Norman Podhoretz and Sheldon Adelson may envisage Iran as a land of terrorism and fanatics, and maybe they have convinced Trump and Pompeo of this. It’s no more true than saying that America is peopled with terrorists and fanatics.
When I was at the University of Rochester, I lived in university housing for awhile, and they assigned roommates to a double apartment. One of these was an Iranian, Aziz Bekhami, whose bio and photo are here. It mentions his being at Rochester.
Aziz was a normal guy and no fanatic. His specialty was nuclear physics. The U.S. government had played a significant role in his education, and this was intentional: “Following graduation he became affiliated with the United States Atomic Energy Commission (AEC), and worked at Argonne National Laboratory, operated by the University of Chicago.” As long as the Shah was in power, the U.S. wanted Iranians to accumulate knowledge of nuclear physics.
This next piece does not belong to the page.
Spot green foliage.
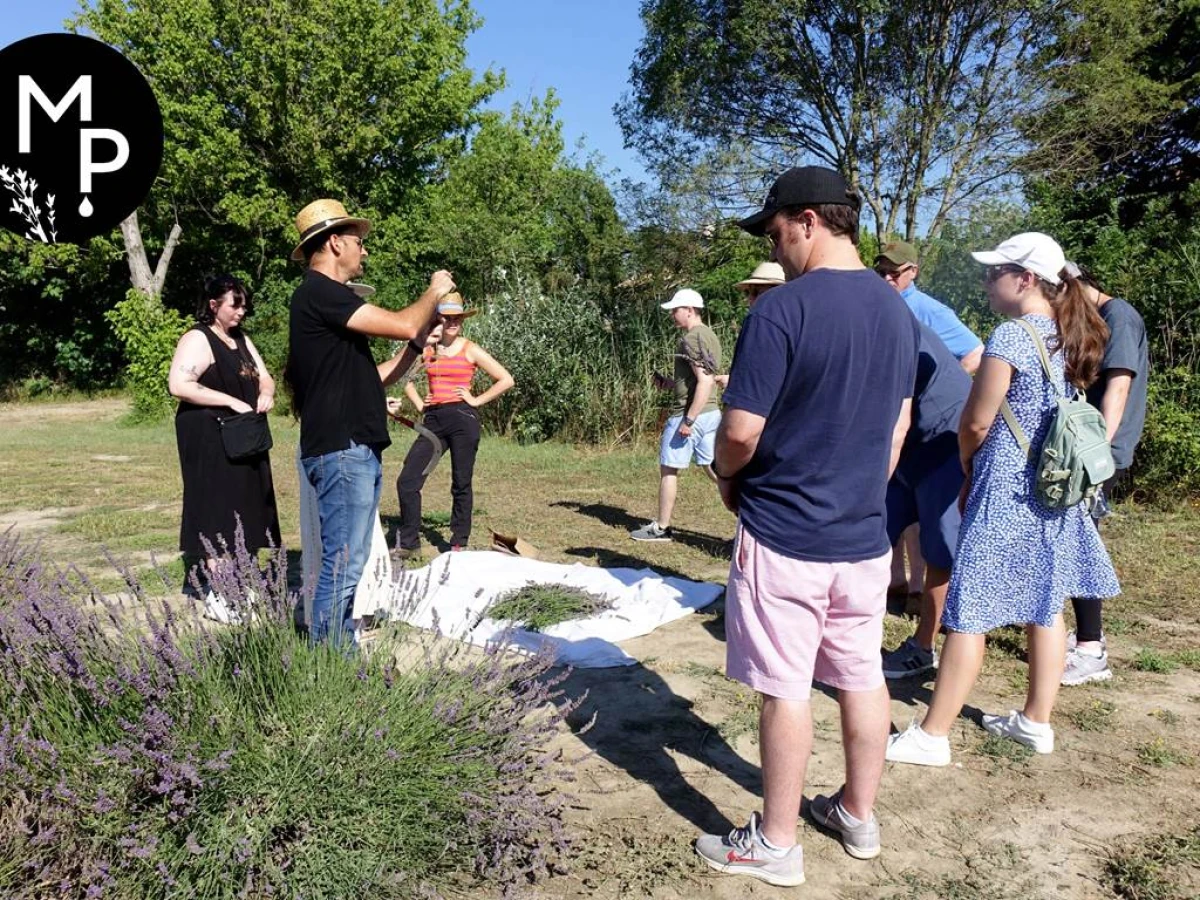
[422,91,624,296]
[106,290,188,421]
[487,582,612,631]
[618,0,1046,238]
When I heard about the murders of Iranian nuclear physicists by Israeli killers, I thought of Aziz. His affiliation with the University of Chicago is similar to several Israeli professors I’ve known quite well who live and worked in America, Gershon Mandelker and Isaac Ehrlich. Gershon graduated from the University of Chicago in 1973; Aziz graduated from the same university in 1967. Isaac taught at the University of Chicago in the late 1960s.
Aziz is no more a fanatic than Gershon, Isaac or me. Can we all get along despite having different politics? Yes. Do we have to live in fear of one another? No. Do we have to murder one another? No. Can our states do the same? Not while we and the people of whom we are part let the most extreme elements among us dominate our states. But power attracts the more extreme elements, whereas we scholarly types either devote ourselves to knowledge or sell our souls to the state. There is a severe problem in controlling the pathologies of the state.